Stage 1: Regex Pre-Redaction (`run.py`)

Fast, deterministic, zero-latency redaction of known PII patterns:

def regex_redact(text):
    # Sri Lanka NIC: 9 digits + V/X suffix
    text = re.sub(r'\b\d{9}[VvXx]\b', '[REDACTED_NIC]', text)

    # Email addresses
    text = re.sub(r'[\w\.-]+@[\w\.-]+', '[REDACTED_EMAIL]', text)

    # Phone numbers (10 digits)
    text = re.sub(r'\b\d{10}\b', '[REDACTED_PHONE]', text)

    return text

This catches the easy cases instantly before Gemma 4 even sees the text — reducing both latency and the model's cognitive load.

Stage 2: Gemma 4 Contextual Redaction (`run.py`)

The partially-redacted text goes to Gemma 4:e4b with a precisely engineered system prompt:

def sanitize_prompt(prompt: str) -> str:
    partially_redacted = regex_redact(prompt)

    system_prompt = f"""
You are PromptGuard, a privacy-preserving AI firewall.

Redact sensitive information while preserving readability.

Text:
{partially_redacted}
"""
    response = ollama.chat(
        model="gemma4:e4b",
        messages=[{"role": "user", "content": system_prompt}]
    )
    return response['message']['content']

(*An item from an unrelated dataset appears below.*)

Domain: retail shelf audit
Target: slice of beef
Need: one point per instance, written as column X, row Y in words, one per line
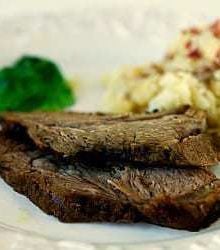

Gemma 4 handles what regex can't:

Full names in natural language
Medical conditions and health data
Financial details described in prose
Implicit references to identifiable information
Sensitive context even without explicit identifiers

Stage 3: FastAPI Endpoint

The backend exposes a single clean endpoint:

# FastAPI backend (inferred from content.js calling /scan)
@app.post("/scan")
async def scan_prompt(payload: PromptRequest):
    safe = sanitize_prompt(payload.prompt)
    return {"safe_prompt": safe}

The extension POSTs to http://127.0.0.1:8000/scan — purely local, no TLS required, no external network call.

The Chrome Extension

The extension (promptguard-extension/) is a Manifest V3 Chrome extension with two files:

manifest.json — declares permissions and injection targets:

{
  "manifest_version": 3,
  "name": "PromptGuard",
  "version": "1.0",
  "permissions": ["activeTab", "scripting"],
  "host_permissions": [
    "https://chatgpt.com/*",
    "https://claude.ai/*"
  ],
  "content_scripts": [
    {
      "matches": ["https://chatgpt.com/*", "https://claude.ai/*"],
      "js": ["content.js"]
    }
  ]
}

content.js — injects a persistent "Sanitize Prompt" button and handles the interception flow:

async function sanitizePrompt() {
    // Find the active prompt input (handles both contenteditable and textarea)
    const inputBoxes = document.querySelectorAll(
        '[contenteditable="true"], textarea'
    );
    let inputBox = null;
    for (let box of inputBoxes) {
        if ((box.innerText?.length > 0) || (box.value?.length > 0)) {
            inputBox = box;
            break;
        }
    }
    if (!inputBox) { alert("No prompt input found"); return; }

    const originalPrompt = inputBox.value || inputBox.innerText;

    // Send to local backend
    const response = await fetch("http://127.0.0.1:8000/scan", {
        method: "POST",
        headers: { "Content-Type": "application/json" },
        body: JSON.stringify({ prompt: originalPrompt })
    });

    const data = await response.json();

    // Replace input with sanitized version
    if (inputBox.value !== undefined) inputBox.value = data.safe_prompt;
    else inputBox.innerText = data.safe_prompt;

    // Trigger React's onChange so the UI recognizes the update
    inputBox.dispatchEvent(new Event('input', { bubbles: true }));

    alert("Prompt sanitized ✓");
}

// Inject the button and keep it alive through dynamic UI re-renders
function createButton() {
    if (document.getElementById("promptguard-btn")) return;
    const button = document.createElement("button");
    button.id = "promptguard-btn";
    button.innerText = "🛡️ Sanitize";
    // ... styling
    button.onclick = sanitizePrompt;
    document.body.appendChild(button);
}

setInterval(createButton, 2000); // Survives React re-renders

The setInterval pattern is intentional — ChatGPT and Claude.ai are React SPAs that frequently re-render the DOM, which can remove injected elements. The interval re-injects the button if it disappears.

The Local Backend

The promptguard/ folder contains the Python backend. To run it:

# 1. Install Ollama (https://ollama.ai)
ollama pull gemma4:e4b

# 2. Install Python dependencies
pip install fastapi uvicorn ollama

# 3. Start the backend
uvicorn main:app --host 127.0.0.1 --port 8000

The backend stays running in the background. The extension talks to it automatically whenever you click "Sanitize."

Real-World Demo:

Here's the scenario this was built for. A legal professional in Sri Lanka is drafting a submission under the PDPA and wants AI assistance.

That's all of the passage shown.